Maravilhoso é o ser que não teme a própria estranheza
Noto o quanto algumas pessoas ficam preocupadas em parecerem “normais”, palavra muito perigosa e que quase não utilizo, partindo daquele velho e repisado questionamento: o que é normal e quem o é? De que padrão podemos partir para afirmar isso em relação ao homem em todas as áreas?
Normal seria seguir todas as regras estabelecidas pelas autoridades nos assuntos referentes ou adotar todas as posturas e atitudes bem aceitas pela sociedade de forma a jamais transgredir? Ou comportar-se de acordo com os preceitos científicos e as chamadas ordens naturais das coisas? Mas se tudo muda tanto, se os parâmetros são tão discutíveis, se o que era certo antes deixou de ser e que era verdadeiro hoje é questionável, basear-se em que para conceituar normalidade?
Ainda assim são muitos os que vivem em busca desses padrões, nem tanto por fascínio à retidão, mas por medo dos desafios e dos duelos e, principalmente, para não enfrentar críticas ou riscos de não ser aceito por fugir ao “certinho”.
O que pode ser irrisório em termos de não infringir pequenas regras de convívio, mas que se agiganta quando em nome da obsessão do ser normal, a pessoa fugir de suas estranhezas ou presumíveis incoerências, de suas incompreensões e fantasmas por medo de julgar a si mesmo um absurdo.
Conheço tantos e tantos que não conseguem suportar a ideia tão saudável de que possui elementos que não domine e assim preferem negar-se para não ter que pensar, o que poderia balançar a couraça de “bonzinho” ou duvidar da enganadora frase do “eu me conheço muito bem”.
Ignoram que o “homem absurdo” de que fala o filósofo alemão Martin Heidegger é o mais lúcido, porque ao menos desconfia de que pode não ser aquilo que pensa e assume o “eu que eu sou e desconheço que sou”, ao invés de só admitir e conviver com o “eu que eu penso que sou”.

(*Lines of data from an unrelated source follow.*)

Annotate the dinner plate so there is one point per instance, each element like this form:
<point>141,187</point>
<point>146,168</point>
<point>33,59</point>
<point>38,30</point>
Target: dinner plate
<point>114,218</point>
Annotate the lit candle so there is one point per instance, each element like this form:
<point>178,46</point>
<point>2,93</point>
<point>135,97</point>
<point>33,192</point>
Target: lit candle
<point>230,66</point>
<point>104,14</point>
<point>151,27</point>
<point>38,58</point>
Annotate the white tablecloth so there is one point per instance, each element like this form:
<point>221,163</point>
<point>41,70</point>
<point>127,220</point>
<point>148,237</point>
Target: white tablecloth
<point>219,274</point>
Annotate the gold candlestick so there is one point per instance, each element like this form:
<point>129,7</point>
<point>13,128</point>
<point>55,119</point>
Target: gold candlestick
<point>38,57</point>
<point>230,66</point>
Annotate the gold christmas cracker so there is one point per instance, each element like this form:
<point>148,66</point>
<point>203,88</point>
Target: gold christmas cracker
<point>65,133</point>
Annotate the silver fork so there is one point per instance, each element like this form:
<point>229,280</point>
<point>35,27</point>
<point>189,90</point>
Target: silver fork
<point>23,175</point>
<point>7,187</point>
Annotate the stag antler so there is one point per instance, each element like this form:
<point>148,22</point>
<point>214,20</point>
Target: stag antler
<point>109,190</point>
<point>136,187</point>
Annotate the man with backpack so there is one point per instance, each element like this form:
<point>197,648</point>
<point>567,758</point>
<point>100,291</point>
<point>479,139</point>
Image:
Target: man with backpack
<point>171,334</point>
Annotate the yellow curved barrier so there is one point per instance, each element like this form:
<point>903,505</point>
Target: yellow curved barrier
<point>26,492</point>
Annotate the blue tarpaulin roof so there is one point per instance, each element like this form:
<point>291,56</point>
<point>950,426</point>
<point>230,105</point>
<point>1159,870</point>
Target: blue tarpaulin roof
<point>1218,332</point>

Aquele homem que tomou consciência de que a única saída verdadeiramente digna é afirmar o seu destino de desbravador de si mesmo contra o silêncio enganador do mundo sobre isso e a falta de sentido disfarçada de ocupações materiais e gozos rápidos. Por isso é que são gozos e não felicidade.
Sem assumir seus admiráveis absurdos, as pessoas permanecem vendo o mundo como uma aparência, um jogo bobo e fútil; no máximo, um quadro, até que tenham decidido o que fazer.
Justamente porque Ele, o mestre maior, o sábio criador do Universo, não nos mandou com manual de instruções e nem determinou que seríamos obrigados a seguir apenas as imposições alheias. Apenas nos deu os instrumentos.
Maravilhoso homem do absurdo que não teme a própria estranheza.